At the ESMO Congress 2019, Mansoor Raza Mirza, MD, chief oncologist at Copenhagen University Hospital, talked about how ovarian cancer treatment has evolved over the years.
Transcript
So until recently, ovarian cancer has been a very serious disease. In the stage 3 and 4 so-called advanced stage disease where you diagnose most of the patients, these patients relapsed, almost all of them, after primary treatment, and had symptoms again and had relapse, and the treatment-free intervals become shorter and shorter and eventually most of these patients, if not all, died of the disease. We have really changed that lately. First of all, in 2011, we introduced bevacizumab as concurrent and maintenance therapy in ovarian cancer. It shifted the prognosis to the better a bit.And then in 2016, we had a great breakthrough. We had the first phase 3 trial in whole population of ovarian cancer who had relapsed and were platinum sensitive. Upon finishing chemotherapy, they received niraparib or placebo, and it showed unprecedented increase in PFS [progression-free survival] and so much that we still have not reached the OS, overall survival, data. So that has changed the practice completely, that all patients who have platinum-sensitive disease after receiving chemotherapy, on response they can receive nirparaib as maintenance therapy until next progression.

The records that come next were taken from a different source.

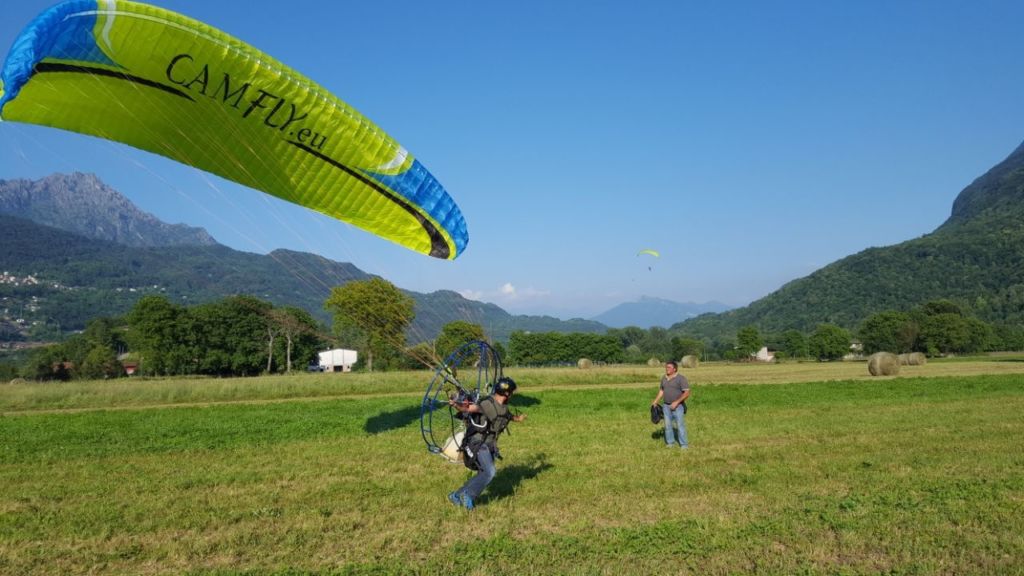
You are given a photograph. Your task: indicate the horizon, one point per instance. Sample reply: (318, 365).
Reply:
(568, 137)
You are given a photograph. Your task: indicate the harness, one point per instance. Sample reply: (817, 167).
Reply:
(481, 432)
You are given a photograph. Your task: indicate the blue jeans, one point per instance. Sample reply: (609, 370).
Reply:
(474, 486)
(680, 419)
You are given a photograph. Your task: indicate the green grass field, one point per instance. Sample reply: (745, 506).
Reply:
(824, 470)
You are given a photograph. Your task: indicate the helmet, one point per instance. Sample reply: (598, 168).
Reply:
(505, 385)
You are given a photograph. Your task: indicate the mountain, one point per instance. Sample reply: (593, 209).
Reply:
(84, 205)
(55, 277)
(648, 312)
(975, 258)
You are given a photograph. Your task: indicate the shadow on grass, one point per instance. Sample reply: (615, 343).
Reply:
(392, 419)
(522, 401)
(509, 479)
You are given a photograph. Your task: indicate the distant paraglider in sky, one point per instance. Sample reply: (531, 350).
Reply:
(168, 84)
(649, 252)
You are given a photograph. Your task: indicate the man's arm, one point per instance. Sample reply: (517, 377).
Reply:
(682, 399)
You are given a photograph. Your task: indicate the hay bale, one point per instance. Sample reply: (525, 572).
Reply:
(883, 364)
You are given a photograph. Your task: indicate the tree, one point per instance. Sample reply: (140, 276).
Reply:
(154, 332)
(829, 342)
(887, 331)
(230, 336)
(298, 328)
(378, 310)
(795, 343)
(454, 334)
(101, 362)
(684, 345)
(749, 341)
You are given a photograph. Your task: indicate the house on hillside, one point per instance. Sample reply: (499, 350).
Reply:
(337, 360)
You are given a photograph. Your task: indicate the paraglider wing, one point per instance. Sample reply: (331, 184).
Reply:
(171, 85)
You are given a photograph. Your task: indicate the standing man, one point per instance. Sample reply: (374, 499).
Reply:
(674, 391)
(484, 421)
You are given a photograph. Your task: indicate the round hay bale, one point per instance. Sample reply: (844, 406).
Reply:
(883, 364)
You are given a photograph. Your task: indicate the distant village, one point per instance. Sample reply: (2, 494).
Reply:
(18, 314)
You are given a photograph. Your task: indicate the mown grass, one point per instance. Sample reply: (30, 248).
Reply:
(134, 393)
(896, 476)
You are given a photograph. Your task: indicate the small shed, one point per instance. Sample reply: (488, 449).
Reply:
(338, 360)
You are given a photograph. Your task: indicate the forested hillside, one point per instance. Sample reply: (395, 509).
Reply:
(976, 258)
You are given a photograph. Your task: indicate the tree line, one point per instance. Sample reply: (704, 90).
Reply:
(243, 335)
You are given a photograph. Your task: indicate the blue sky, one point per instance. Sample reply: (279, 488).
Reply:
(749, 142)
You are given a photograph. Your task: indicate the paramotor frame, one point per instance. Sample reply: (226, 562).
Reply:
(467, 374)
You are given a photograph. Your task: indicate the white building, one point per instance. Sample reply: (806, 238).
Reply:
(338, 360)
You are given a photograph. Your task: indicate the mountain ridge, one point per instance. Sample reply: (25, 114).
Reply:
(975, 258)
(80, 277)
(648, 312)
(83, 204)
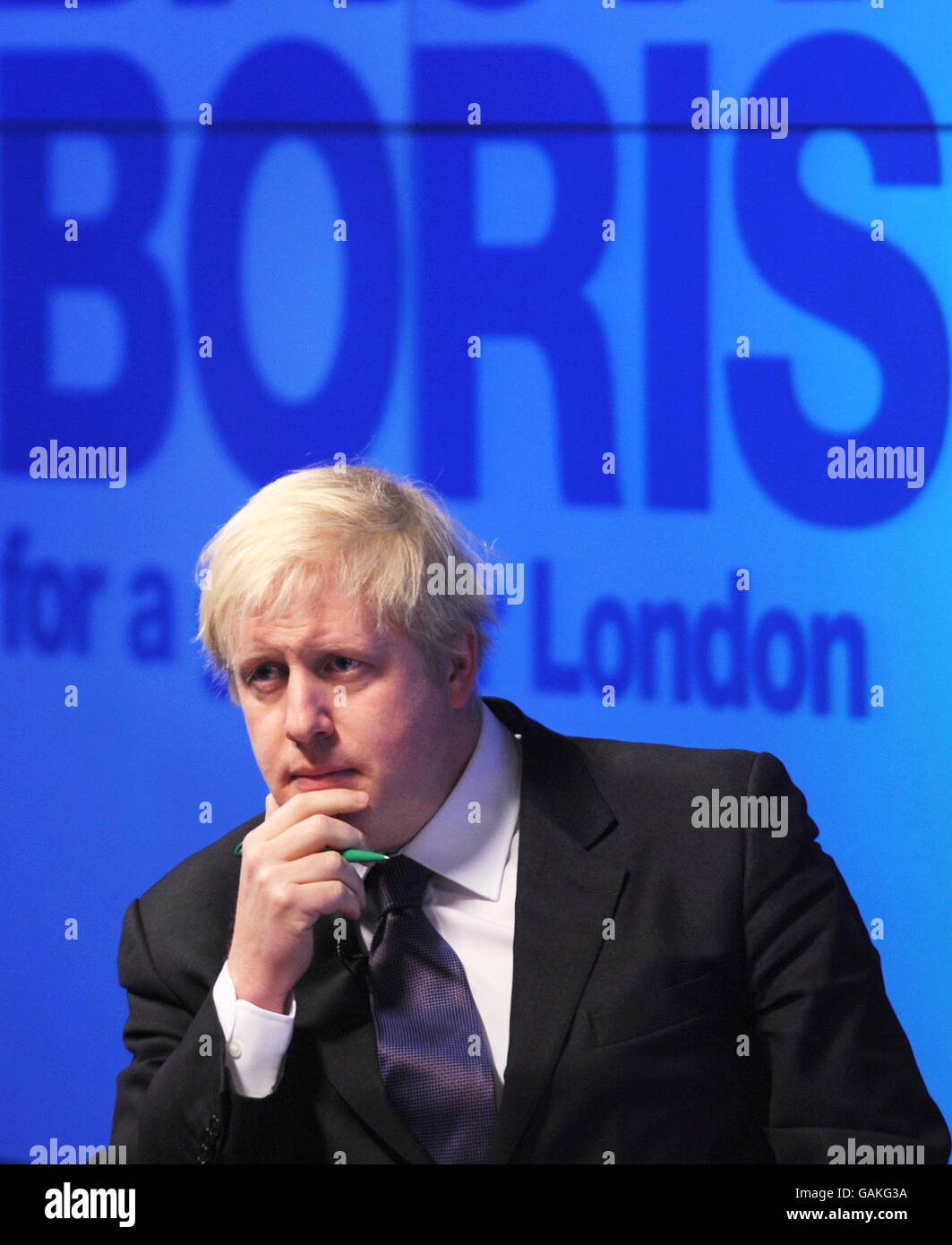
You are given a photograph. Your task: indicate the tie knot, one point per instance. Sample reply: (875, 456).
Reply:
(399, 881)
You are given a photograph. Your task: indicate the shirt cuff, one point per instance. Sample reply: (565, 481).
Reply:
(255, 1040)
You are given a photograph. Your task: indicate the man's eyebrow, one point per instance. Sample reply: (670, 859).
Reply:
(265, 648)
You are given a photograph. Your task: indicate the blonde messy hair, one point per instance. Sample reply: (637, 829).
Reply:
(373, 530)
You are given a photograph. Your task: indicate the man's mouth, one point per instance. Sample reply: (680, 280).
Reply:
(322, 781)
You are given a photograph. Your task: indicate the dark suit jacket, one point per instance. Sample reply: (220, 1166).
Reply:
(625, 1044)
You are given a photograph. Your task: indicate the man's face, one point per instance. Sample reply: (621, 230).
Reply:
(387, 728)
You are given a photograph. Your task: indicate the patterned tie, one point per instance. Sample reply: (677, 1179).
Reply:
(431, 1046)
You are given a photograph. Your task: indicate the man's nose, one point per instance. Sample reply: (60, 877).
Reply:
(307, 706)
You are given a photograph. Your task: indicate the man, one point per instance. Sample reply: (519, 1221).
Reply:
(559, 963)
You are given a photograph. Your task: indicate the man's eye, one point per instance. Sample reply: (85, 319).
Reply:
(352, 660)
(262, 673)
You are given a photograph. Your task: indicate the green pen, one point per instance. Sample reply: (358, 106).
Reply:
(354, 855)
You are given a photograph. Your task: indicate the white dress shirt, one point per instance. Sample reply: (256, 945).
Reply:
(469, 900)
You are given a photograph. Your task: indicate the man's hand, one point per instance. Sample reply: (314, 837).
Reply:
(287, 880)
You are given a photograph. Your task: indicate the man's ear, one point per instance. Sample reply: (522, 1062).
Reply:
(463, 666)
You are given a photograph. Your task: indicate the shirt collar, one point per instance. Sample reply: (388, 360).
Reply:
(473, 854)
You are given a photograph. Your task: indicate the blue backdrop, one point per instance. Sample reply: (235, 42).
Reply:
(485, 245)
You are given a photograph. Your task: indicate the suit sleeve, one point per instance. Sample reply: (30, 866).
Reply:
(173, 1102)
(840, 1063)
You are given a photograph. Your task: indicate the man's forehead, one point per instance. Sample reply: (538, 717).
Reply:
(310, 622)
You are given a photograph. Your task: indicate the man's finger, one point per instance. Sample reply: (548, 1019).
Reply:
(331, 802)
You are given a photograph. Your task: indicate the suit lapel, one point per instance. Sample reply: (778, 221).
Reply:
(562, 897)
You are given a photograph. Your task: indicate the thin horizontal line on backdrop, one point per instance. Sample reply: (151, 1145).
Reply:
(12, 126)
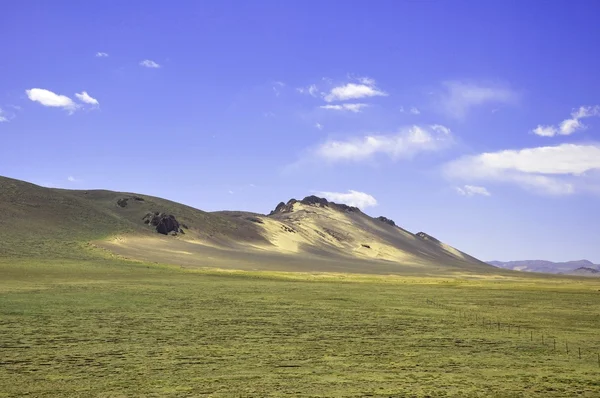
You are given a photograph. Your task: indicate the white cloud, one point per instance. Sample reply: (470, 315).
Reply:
(458, 98)
(354, 91)
(148, 63)
(472, 190)
(351, 198)
(366, 81)
(568, 126)
(345, 107)
(545, 131)
(406, 143)
(85, 97)
(556, 170)
(48, 98)
(311, 90)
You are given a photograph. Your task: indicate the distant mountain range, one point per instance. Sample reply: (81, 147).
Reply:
(578, 267)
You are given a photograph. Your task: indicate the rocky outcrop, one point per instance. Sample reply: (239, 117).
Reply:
(123, 202)
(314, 201)
(164, 223)
(386, 220)
(424, 236)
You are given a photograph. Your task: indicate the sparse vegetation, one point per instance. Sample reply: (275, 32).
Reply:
(111, 327)
(79, 321)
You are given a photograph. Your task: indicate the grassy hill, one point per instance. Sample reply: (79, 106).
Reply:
(77, 323)
(308, 235)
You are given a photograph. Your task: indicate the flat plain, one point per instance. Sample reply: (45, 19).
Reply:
(106, 327)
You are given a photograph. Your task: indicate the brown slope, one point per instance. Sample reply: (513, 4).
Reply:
(308, 235)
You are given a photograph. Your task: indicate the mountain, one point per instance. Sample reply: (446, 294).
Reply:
(544, 266)
(311, 234)
(586, 271)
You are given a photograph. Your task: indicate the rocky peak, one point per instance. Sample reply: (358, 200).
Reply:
(386, 220)
(314, 201)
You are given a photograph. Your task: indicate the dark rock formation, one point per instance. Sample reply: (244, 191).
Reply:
(123, 202)
(315, 201)
(288, 229)
(386, 220)
(165, 224)
(424, 236)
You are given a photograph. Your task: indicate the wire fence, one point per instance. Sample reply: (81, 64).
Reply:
(518, 330)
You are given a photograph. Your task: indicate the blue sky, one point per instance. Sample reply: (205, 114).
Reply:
(476, 122)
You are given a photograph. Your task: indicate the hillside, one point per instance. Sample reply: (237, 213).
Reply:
(544, 266)
(301, 235)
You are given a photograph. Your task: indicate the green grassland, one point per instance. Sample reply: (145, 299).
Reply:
(111, 328)
(78, 321)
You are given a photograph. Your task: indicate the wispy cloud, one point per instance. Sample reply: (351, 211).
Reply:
(311, 90)
(354, 91)
(51, 99)
(458, 98)
(148, 63)
(568, 126)
(556, 170)
(85, 97)
(404, 144)
(358, 199)
(472, 190)
(345, 107)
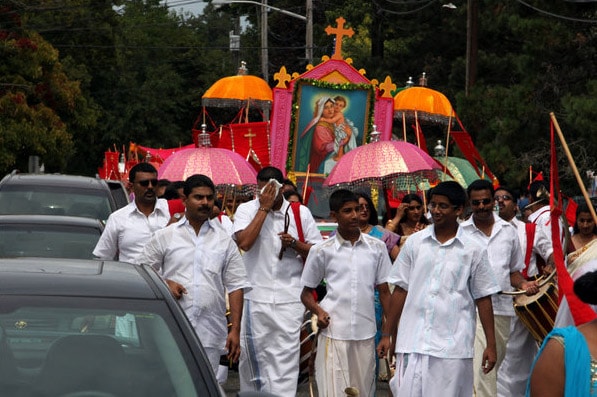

This is approved both by FDA, by EMA [European Medicines Agency], and other places.Last year, we and another breakthrough that was in first line, only in the germline mutant population, which is only 20% of ovarian cancer, where we showed that 2 years of olaparib as maintenance therapy after chemotherapy has really increased the chances of not progressing intensively. And actually, what we see now is that half of the patient who received 2 years of maintenance therapy have not progressed almost 4 and a half years after the diagnosis, which we have never seen before. And I start believing that we are probably curing some of these patients. If not, we are turning this disease into a chronic disease. Patients will die, not necessarily of ovarian cancer, but with ovarian cancer.